Pussy Riot Kirche Flashmob Punk Russland Moskau
Pussy Riot w moskiewskim soborze Chrystusa ZbawicielaZdjęcie: picture-alliance/dpa

- Krytyczny ton między Berlinem a Moskwą osiągnął punkt kulminacyjny – stwierdza w rozmowie z Deutsche Welle Władysław Biełow, szef Centrum Badań Niemieckich Instytutu Europy w Rosyjskiej Akademii Nauk. Uważa on, że nie relacje między Niemcami a Rosją uległy pogorszeniu, lecz nastawienie do Putina i jego otoczenia. Twierdzi, że relacje, zwłaszcza gospodarcze, na tym nie ucierpiały.

To, co łączy

W niemieckich kręgach fachowych dyskutuje się o tym, jak Berlin powinien reagować na wewnątrzpolityczne zmiany w Rosji. Jedni uważają, że powinien zachować krytyczny ton, inni, że nie. Eksperci, jak Hans-Henning Schroeder z fundacji Nauka i Polityka (SWP), są zdania, że potrzebna jest „nowa linia polityczna” wobec Rosji, „która się mocno zmieniła”.

Rosyjscy koledzy Schroedera nie widzą jednak potrzeby ukierunkowania na nowo relacji z Niemcami. Według rosyjskich ekspertów nie ma znaczenia, kto będzie w przyszłości rządzić w Berlinie. - Mile widziana byłaby jednak w oczach Rosjan wielka koalicja CDU/CSU i SPD, ponieważ wtedy krytyczny ton nie byłby tak ofensywny - twierdzi Władysław Biełow. Z kolei kontynuacja obecnego rządu z CDU/CSU i FDP po wyborach byłaby z punktu widzenia Moskwy drugą opcją.

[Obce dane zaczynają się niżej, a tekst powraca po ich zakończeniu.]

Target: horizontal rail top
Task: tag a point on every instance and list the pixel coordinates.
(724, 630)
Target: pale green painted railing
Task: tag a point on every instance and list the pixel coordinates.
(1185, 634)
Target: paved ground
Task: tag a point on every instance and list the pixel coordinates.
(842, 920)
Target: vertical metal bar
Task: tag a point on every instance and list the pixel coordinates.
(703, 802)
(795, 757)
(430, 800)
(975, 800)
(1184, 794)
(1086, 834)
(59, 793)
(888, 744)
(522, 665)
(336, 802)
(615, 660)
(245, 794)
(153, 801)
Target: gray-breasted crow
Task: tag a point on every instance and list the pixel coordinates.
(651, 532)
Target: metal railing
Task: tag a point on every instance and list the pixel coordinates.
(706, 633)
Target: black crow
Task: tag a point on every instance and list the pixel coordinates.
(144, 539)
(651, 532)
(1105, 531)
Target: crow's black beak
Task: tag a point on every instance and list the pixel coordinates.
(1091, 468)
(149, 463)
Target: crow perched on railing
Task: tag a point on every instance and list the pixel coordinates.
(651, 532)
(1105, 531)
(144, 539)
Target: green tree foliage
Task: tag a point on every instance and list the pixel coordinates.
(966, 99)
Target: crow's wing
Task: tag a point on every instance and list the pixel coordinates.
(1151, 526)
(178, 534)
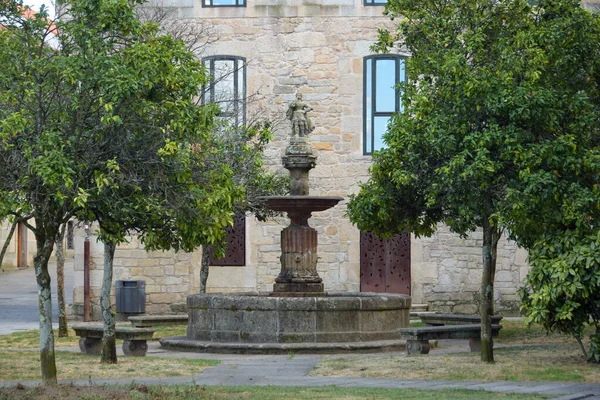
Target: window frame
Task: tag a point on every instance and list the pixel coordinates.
(371, 3)
(208, 4)
(238, 62)
(372, 110)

Ukraina potrzebuje Berlina na drodze do Europy

Julia Timoschenko im Gericht in Kiew Archivfoto vom 25.06.2011
Losy Julii Tymoszenko obciążają relacje Niemiec z UkrainąZdjęcie: picture-alliance/dpa

W sąsiedniej Ukrainie oczekiwania związane z wyborami powszechnymi w Niemczech są znacznie wyższe. Ponieważ Ukraina, w przeciwieństwie do Rosji, dąży do członkostwa w Unii Europejskiej, potrzebuje wsparcia ze strony Berlina.

Rząd w Kijowie chciałby już w listopadzie 2013 roku podpisać układ stowarzyszeniowy Ukraina-UE, który przewiduje też utworzenie strefy wolnego handlu. Eksperci z Kijowa są przekonani, że głos z Niemiec odegra tu kluczową rolę.

Czynniki obciążające relacje z Ukrainą

Stosunki między Berlinem a Kijowem są jeszcze trudniejsze niż z Moskwą. Kanclerz Niemiec Angela Merkel od dwóch lat nie widziała się z prezydentem Ukrainy Wiktorem Janukowyczem. Powód? Autorytarne rządy i „wybiórcze posługiwanie się Ukrainy wymiarem sprawiedliwości” w stosunku do polityków opozycyjnych, co Niemcy i UE raz po raz krytykują.

Relacje dwustronne obciążają w pierwszym rzędzie losy byłej premier Ukrainy Julii Tymoszenko.

- Jeżeli Tymoszenko pozostanie w więzieniu, Niemcy pewnie nie podpiszą układu stowarzyszeniowego Ukraina-UE – odpowiedział niemiecki MSZ na zapytanie Deutsche Welle.

- Ostateczna decyzja zapadnie w Berlinie po wyborach powszechnych – przypuszcza ekspert z Kijowa. - Od Kijowa będzie też zależeć, jaka zapadnie decyzja.

Pomimo krytyki z Berlina, siły prozachodnie w Kijowie mają nadzieję, że Merkel pozostanie kanclerzem Niemiec, bo „socjaldemokraci są zbyt prorosyjscy".